What the audit log looks like after a few syncs
$ git log --oneline main
5dfb26c batch: 1 .agi write
8a4f912 batch: 3 .agi writes
c91d7e5 batch: 12 .agi writes
658127f ui: navy + gold dashboard, served from /
The batch: commits are the syncer's. The others are human commits to the codebase itself (this is the same repo as the source). The syncer commits as the accelerando-syncer author so it's distinguishable in git log --author.
What the activity feed shows
The Worker exposes GET /activity which reads both commits/ (pending) and synced/ (reconciled) from R2, filters by tenant, sorts newest-first. The navy + gold UI renders each entry with a green "synced abc1234" pill or amber "pending" pill — operators see in-flight history and reconciled history in one timeline.

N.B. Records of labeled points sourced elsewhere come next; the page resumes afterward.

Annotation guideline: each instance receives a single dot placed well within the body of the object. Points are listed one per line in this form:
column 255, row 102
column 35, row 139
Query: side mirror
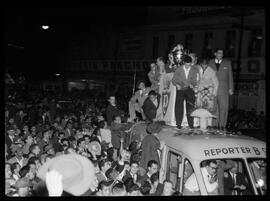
column 179, row 159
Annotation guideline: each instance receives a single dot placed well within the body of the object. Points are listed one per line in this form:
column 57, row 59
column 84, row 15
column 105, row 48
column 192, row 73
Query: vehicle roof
column 209, row 145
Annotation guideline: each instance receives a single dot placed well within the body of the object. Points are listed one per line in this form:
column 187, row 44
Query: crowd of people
column 88, row 132
column 42, row 129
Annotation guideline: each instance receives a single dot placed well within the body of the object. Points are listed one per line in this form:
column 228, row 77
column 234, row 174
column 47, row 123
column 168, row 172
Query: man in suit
column 150, row 106
column 133, row 172
column 185, row 79
column 234, row 181
column 137, row 100
column 19, row 158
column 225, row 88
column 104, row 165
column 111, row 110
column 154, row 76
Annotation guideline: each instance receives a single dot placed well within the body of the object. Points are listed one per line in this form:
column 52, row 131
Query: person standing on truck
column 151, row 145
column 185, row 79
column 225, row 88
column 209, row 173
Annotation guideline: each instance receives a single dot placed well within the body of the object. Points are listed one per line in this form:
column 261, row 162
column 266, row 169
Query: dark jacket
column 111, row 111
column 179, row 77
column 229, row 183
column 150, row 145
column 149, row 108
column 224, row 75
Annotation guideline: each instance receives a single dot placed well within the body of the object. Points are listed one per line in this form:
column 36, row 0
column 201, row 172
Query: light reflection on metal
column 45, row 27
column 260, row 182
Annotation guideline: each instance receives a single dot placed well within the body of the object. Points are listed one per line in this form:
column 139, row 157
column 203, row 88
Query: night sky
column 35, row 51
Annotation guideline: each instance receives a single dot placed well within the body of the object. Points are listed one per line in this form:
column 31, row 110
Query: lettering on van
column 235, row 150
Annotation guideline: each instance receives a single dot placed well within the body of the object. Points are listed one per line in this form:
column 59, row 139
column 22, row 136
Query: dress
column 207, row 89
column 192, row 184
column 150, row 145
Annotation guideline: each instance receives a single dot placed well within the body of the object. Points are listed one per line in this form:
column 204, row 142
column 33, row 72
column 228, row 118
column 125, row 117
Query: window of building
column 188, row 41
column 230, row 43
column 155, row 47
column 207, row 45
column 255, row 43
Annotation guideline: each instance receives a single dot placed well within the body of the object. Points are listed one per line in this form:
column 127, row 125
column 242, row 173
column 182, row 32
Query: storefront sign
column 235, row 150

2m ago create Customer 30cf071b... [synced 5dfb26c]
data/acme/Customer/30cf071b-....agi
5m ago create Invoice with 3 lines [pending]

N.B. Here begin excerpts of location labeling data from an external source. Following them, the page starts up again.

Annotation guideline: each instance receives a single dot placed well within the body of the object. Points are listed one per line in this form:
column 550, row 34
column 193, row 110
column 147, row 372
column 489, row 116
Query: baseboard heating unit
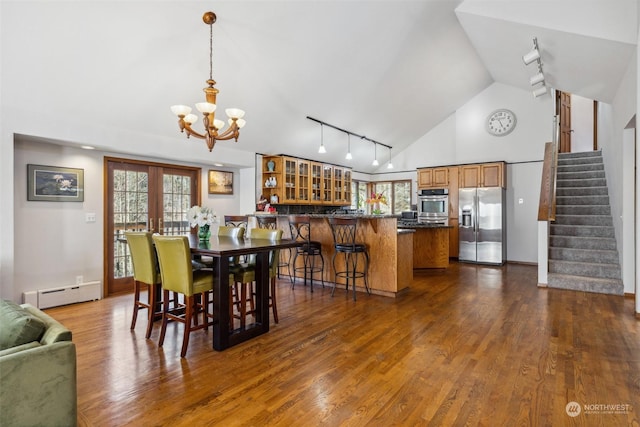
column 53, row 297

data/acme/Invoice/8f3b2e1a-....agi
data/acme/InvoiceLineItem/...
data/acme/InvoiceLineItem/...
data/acme/InvoiceLineItem/...
Why this matters
A traditional ERP's audit table is adjacent to the data. Code changes can forget to write it. Operators have to trust that everything that should be there is.
The GitHub commit log is the only way data lives in production. There is no "regular write" code path that bypasses the audit. Even if the syncer cron is broken, the writes are still pending in R2 and can be reconciled later. Even if R2 is broken, the .agi files don't exist and the operation didn't happen.
You cannot have phantom writes. The audit log is the system.